# Restaurant Food Cost

#### Project Description

Who doesn’t love food? All of us must have craving for at least a few favourite food items, we may also have a few places where we like to get them, a restaurant which serves our favourite food the way we want it to be. But there is one factor that will make us reconsider having our favourite food from our favourite restaurant, the cost. Here in this hackathon, you will be predicting the cost of the food served by the restaurants across different cities in India. You will use your Data Science skills to investigate the factors that really affect the cost, and who knows maybe you will even gain some very interesting insights that might help you choose what to eat and from where.
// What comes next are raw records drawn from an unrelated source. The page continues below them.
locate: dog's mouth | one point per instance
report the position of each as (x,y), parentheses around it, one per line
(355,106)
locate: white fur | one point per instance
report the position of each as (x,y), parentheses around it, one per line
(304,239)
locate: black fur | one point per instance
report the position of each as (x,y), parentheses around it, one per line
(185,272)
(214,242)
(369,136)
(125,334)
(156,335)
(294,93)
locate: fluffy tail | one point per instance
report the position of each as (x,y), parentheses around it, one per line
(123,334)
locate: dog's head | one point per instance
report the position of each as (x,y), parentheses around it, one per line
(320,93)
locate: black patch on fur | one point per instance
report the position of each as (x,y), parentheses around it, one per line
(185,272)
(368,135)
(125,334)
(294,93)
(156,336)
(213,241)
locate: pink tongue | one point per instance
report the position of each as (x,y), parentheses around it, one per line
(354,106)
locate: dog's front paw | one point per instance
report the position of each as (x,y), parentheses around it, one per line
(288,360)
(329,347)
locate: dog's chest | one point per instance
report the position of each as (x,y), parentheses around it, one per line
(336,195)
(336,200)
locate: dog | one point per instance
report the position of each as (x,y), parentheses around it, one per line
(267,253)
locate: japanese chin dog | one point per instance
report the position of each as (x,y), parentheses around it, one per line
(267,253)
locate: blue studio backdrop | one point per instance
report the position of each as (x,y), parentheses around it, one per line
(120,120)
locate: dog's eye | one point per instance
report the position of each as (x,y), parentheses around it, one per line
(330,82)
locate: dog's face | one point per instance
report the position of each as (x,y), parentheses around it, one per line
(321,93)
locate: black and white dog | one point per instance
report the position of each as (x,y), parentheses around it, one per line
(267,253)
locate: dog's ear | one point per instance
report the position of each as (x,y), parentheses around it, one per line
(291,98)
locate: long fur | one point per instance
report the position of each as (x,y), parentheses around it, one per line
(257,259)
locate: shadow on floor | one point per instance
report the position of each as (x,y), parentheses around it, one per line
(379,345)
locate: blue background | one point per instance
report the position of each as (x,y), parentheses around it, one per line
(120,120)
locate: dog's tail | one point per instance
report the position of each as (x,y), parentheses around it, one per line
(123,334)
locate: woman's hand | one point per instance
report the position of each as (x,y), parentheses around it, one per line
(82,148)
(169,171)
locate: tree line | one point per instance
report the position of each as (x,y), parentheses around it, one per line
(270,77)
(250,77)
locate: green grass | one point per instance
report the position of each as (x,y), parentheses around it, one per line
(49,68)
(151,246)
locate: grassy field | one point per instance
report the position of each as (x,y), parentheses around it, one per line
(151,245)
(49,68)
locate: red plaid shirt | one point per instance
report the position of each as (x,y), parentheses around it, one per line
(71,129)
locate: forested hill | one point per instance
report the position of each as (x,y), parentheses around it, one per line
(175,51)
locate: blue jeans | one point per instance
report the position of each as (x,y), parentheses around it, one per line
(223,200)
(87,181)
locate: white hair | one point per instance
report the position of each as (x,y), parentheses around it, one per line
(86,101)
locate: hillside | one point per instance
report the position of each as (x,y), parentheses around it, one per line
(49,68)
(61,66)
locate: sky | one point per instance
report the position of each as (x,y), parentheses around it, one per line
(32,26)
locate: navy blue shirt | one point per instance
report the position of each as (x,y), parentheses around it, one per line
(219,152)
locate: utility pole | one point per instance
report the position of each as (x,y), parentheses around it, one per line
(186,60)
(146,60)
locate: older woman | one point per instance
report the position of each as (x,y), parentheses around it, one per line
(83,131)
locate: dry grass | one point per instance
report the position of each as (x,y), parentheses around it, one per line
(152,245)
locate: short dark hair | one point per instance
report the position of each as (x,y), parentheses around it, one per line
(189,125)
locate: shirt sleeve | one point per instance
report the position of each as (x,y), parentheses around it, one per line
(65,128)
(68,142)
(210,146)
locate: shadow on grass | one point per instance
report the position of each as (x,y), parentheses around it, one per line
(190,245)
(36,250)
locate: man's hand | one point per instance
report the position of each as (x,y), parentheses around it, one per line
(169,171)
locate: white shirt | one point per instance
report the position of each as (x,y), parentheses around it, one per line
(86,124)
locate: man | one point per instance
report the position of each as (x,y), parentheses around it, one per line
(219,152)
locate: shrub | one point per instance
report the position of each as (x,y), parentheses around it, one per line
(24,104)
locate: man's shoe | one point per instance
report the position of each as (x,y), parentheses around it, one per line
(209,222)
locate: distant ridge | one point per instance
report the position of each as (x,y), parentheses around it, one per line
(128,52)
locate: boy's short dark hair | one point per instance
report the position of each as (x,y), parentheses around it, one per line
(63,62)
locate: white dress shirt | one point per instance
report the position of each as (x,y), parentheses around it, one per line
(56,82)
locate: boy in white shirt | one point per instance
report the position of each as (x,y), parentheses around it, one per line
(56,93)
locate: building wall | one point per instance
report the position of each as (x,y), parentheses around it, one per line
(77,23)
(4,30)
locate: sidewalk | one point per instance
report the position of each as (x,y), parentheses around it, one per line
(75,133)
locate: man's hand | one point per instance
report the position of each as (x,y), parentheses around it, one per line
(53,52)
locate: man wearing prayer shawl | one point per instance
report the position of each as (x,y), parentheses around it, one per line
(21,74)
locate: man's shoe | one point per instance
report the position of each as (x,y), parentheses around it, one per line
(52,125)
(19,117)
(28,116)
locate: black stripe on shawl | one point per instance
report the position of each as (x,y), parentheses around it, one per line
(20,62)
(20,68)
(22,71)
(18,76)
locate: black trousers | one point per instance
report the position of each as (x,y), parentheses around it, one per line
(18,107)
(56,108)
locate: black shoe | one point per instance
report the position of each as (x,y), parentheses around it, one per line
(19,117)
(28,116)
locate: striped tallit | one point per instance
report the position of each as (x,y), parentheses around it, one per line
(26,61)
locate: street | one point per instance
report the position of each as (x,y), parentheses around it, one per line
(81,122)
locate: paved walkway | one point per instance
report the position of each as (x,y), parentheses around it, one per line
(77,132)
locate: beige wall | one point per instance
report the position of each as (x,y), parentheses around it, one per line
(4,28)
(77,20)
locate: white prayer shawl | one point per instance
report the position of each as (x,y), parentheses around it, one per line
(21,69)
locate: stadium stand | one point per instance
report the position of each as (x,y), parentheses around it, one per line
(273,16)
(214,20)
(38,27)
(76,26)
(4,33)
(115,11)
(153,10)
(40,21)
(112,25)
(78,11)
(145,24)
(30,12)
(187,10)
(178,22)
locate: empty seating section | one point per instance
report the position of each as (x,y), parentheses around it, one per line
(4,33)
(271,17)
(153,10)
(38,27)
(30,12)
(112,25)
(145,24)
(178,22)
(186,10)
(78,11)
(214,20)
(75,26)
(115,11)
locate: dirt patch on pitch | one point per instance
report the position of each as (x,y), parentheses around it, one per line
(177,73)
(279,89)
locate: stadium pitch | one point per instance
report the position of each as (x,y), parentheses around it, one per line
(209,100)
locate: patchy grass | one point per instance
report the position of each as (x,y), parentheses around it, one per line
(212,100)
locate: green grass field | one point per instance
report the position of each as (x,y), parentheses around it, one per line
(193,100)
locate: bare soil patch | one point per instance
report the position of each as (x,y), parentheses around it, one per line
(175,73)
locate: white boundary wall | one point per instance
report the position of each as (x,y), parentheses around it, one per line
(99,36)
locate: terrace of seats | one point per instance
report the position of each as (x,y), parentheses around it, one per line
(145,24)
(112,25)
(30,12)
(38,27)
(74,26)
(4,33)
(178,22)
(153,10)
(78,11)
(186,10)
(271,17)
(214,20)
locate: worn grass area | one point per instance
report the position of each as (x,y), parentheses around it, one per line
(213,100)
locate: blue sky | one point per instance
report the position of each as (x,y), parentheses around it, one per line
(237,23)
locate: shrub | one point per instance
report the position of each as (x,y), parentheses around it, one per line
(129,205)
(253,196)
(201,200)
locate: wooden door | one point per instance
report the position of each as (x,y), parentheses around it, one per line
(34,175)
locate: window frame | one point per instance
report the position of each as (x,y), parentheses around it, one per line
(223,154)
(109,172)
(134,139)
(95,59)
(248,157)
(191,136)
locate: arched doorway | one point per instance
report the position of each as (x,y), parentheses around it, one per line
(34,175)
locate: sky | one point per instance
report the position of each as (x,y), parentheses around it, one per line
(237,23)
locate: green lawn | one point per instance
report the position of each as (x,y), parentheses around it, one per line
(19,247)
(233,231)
You are provided with following 2 files:
1. train.csv : Use this dataset to train the model. This file contains all the details related to restaurant food cost as well as the target variable “cost”. You have to train your model using this file.
2. test.csv : Use the trained model to predict the cost of a two person meal.

#### Dataset Attributes
* TITLE: The feature of the restaurant which can help identify what and for whom it is suitable for.
* RESTAURANT_ID: A unique ID for each restaurant.
* CUISINES: The variety of cuisines that the restaurant offers.
* TIME: The open hours of the restaurant.
* CITY: The city in which the restaurant is located.
* LOCALITY: The locality of the restaurant.
* RATING: The average rating of the restaurant by customers.
* VOTES: The overall votes received by the restaurant.
* COST: The average cost of a two-person meal.

#### Dataset Link-
•	https://github.com/FlipRoboTechnologies/ML-Datasets/tree/main/Restaurant%20Food%20Cost

•	https://github.com/FlipRoboTechnologies/ML-Datasets/blob/main/Restaurant%20Food%20Cost/Data_Test.xlsx
•	https://github.com/FlipRoboTechnologies/ML-Datasets/blob/main/Restaurant%20Food%20Cost/Data_Train.xlsx


In [2]:
import pandas as pd
from sklearn.model_selection import train_test_split
from sklearn.preprocessing import LabelEncoder, OneHotEncoder
from sklearn.ensemble import RandomForestRegressor
from sklearn.metrics import mean_squared_error
from sklearn.compose import ColumnTransformer
from sklearn.pipeline import Pipeline
from sklearn.impute import SimpleImputer

In [4]:
train_data = pd.read_excel("https://github.com/FlipRoboTechnologies/ML-Datasets/raw/main/Restaurant%20Food%20Cost/Data_Train.xlsx")
test_data = pd.read_excel("https://github.com/FlipRoboTechnologies/ML-Datasets/raw/main/Restaurant%20Food%20Cost/Data_Test.xlsx")

In [15]:
# Combine train and test data for preprocessing
combined_data = pd.concat([train_data, test_data], ignore_index=True)

In [16]:
# Drop unnecessary columns
combined_data.drop(['RESTAURANT_ID', 'TIME'], axis=1, inplace=True)

In [17]:
# Handle missing values
combined_data['RATING'].fillna('NEW', inplace=True)
combined_data['VOTES'].fillna('0 votes', inplace=True)

In [18]:
# Ensure 'VOTES' column is of string type
combined_data['VOTES'] = combined_data['VOTES'].astype(str)

In [19]:
# Extract numerical value from 'VOTES' column
combined_data['VOTES'] = combined_data['VOTES'].str.extract('(\d+)')

In [20]:
# Convert 'VOTES' to float, handle errors with coerce
combined_data['VOTES'] = pd.to_numeric(combined_data['VOTES'], errors='coerce')

In [22]:
# Encode categorical variables
encoder = LabelEncoder()
combined_data['TITLE'] = encoder.fit_transform(combined_data['TITLE'])
combined_data['CUISINES'] = encoder.fit_transform(combined_data['CUISINES'])
combined_data['CITY'] = encoder.fit_transform(combined_data['CITY'])
combined_data['LOCALITY'] = encoder.fit_transform(combined_data['LOCALITY'])

In [None]:
combined_data['RATING'] = combined_data['RATING'].apply(lambda x: float(x.split('/')[0]) if '/' in x else float(x))

In [24]:
# Split the data back into train and test sets
train_processed = combined_data[:train_data.shape[0]]
test_processed = combined_data[train_data.shape[0]:]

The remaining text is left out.